1.5.3 De rol van de bedrijfsarts

Zoals reeds eerder is opgemerkt heeft de organisatie een grote verscheidenheid aan professionals in dienst. In deze groep professionals heeft de bedrijfsarts altijd een centrale rol vervuld. Deze centrale rol is aan de bedrijfsarts toebedeeld door wettelijke verplichtingen rondom sociaal-medische begeleiding (vastgelegd in de Arbo-wet) en door het bezit van medische expertise. Om deze redenen kunnen specifieke activiteiten binnen de verzuimbegeleiding alleen worden uitgevoerd door de bedrijfsarts. Het opstellen van een probleemanalyse, waarin de situatie van een zieke medewerker in kaart wordt gebracht, en het houden van verzuimspreekuren zijn voorbeelden van deze specifieke activiteiten. Deze activiteiten blijven onder invloed van de liberalisering van de Arbo-markt onveranderd. Zo blijft bijvoorbeeld de verplichting om in de zesde week van het verzuim een bezoek af te leggen bij een bedrijfsarts onveranderd.

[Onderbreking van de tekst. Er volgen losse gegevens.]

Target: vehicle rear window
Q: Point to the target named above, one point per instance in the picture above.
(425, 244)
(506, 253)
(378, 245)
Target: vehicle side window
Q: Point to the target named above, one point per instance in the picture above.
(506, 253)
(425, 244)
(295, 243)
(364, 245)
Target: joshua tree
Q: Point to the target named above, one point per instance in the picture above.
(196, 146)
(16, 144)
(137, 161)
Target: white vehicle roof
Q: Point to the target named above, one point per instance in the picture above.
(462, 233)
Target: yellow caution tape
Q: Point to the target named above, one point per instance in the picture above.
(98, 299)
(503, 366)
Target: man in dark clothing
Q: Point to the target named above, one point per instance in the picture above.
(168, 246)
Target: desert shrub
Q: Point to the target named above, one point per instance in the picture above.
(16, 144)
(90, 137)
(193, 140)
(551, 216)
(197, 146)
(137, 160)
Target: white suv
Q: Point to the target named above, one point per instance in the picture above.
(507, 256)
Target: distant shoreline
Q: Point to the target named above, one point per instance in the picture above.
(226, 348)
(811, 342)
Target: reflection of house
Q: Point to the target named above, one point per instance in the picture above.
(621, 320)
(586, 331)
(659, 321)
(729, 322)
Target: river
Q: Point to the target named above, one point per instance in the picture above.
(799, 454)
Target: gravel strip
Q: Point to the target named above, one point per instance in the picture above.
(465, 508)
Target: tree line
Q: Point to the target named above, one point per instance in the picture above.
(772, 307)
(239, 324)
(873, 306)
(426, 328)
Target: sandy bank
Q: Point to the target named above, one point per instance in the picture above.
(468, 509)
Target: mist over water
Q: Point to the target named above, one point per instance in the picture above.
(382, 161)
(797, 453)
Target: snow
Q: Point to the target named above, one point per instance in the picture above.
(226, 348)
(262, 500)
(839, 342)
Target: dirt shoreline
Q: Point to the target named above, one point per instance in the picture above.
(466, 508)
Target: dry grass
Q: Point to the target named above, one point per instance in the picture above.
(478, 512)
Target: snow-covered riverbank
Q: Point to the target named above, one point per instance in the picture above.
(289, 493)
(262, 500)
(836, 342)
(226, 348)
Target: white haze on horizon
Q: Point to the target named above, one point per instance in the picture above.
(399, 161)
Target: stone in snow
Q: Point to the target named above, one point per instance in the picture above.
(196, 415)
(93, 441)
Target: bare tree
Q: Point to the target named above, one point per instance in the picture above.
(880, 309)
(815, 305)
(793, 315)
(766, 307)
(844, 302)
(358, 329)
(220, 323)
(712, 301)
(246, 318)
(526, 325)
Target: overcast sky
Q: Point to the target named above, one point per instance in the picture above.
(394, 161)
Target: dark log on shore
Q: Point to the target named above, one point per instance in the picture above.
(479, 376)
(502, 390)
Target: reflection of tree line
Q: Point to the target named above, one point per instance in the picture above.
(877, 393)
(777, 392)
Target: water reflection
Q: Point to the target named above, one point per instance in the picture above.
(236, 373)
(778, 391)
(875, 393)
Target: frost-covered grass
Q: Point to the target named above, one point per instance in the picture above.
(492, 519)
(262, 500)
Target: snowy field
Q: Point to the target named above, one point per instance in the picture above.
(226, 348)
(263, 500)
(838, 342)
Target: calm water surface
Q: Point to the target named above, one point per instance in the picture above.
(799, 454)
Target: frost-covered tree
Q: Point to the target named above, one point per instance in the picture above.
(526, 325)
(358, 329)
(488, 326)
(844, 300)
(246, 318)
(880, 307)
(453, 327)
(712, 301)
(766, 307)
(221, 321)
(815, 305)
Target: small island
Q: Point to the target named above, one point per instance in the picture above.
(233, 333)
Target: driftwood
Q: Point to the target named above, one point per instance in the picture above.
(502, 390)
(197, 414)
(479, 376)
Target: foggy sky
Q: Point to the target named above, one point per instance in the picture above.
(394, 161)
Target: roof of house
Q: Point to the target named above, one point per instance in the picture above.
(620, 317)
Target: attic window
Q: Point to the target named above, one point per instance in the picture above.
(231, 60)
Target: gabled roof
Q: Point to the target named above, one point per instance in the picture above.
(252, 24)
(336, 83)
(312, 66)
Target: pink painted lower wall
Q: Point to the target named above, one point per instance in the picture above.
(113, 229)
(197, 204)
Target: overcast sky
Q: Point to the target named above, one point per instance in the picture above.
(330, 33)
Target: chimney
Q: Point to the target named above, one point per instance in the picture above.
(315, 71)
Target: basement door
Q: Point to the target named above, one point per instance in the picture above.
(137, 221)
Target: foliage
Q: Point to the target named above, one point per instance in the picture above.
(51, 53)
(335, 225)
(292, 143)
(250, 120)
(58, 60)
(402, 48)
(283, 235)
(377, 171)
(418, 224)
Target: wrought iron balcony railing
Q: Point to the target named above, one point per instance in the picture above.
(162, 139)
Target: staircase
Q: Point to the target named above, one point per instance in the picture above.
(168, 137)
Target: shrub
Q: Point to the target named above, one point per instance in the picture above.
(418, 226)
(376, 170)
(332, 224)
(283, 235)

In de meeste gevallen formeert Ardyn rondom een klant een multidisciplinair klantenteam. Afhankelijk van het type klant (branche, wensen, etc.) bestaat dit team uit verschillende professionals. Onder leiding van de bedrijfsarts evalueert dit team, vanuit de verschillende aanwezige disciplines, een paar keer per jaar de gerealiseerde dienstverlening aan de klant. De bedrijfsarts heeft in het klantenteam een belangrijke rol. De bedrijfsarts is namelijk verantwoordelijk voor de kwaliteit van de geleverde dienstverlening. Afhankelijk van het afgesloten contract is de bedrijfsarts tevens verantwoordelijk voor de kwantiteit van de dienstverlening. Heeft de bedrijfsarts te maken met een contract op basis van

(13)

verrichtingen, dan is de bedrijfsarts bijvoorbeeld verantwoordelijk voor het uitvoeren van niet meer dan het aantal afgesproken spreekuren.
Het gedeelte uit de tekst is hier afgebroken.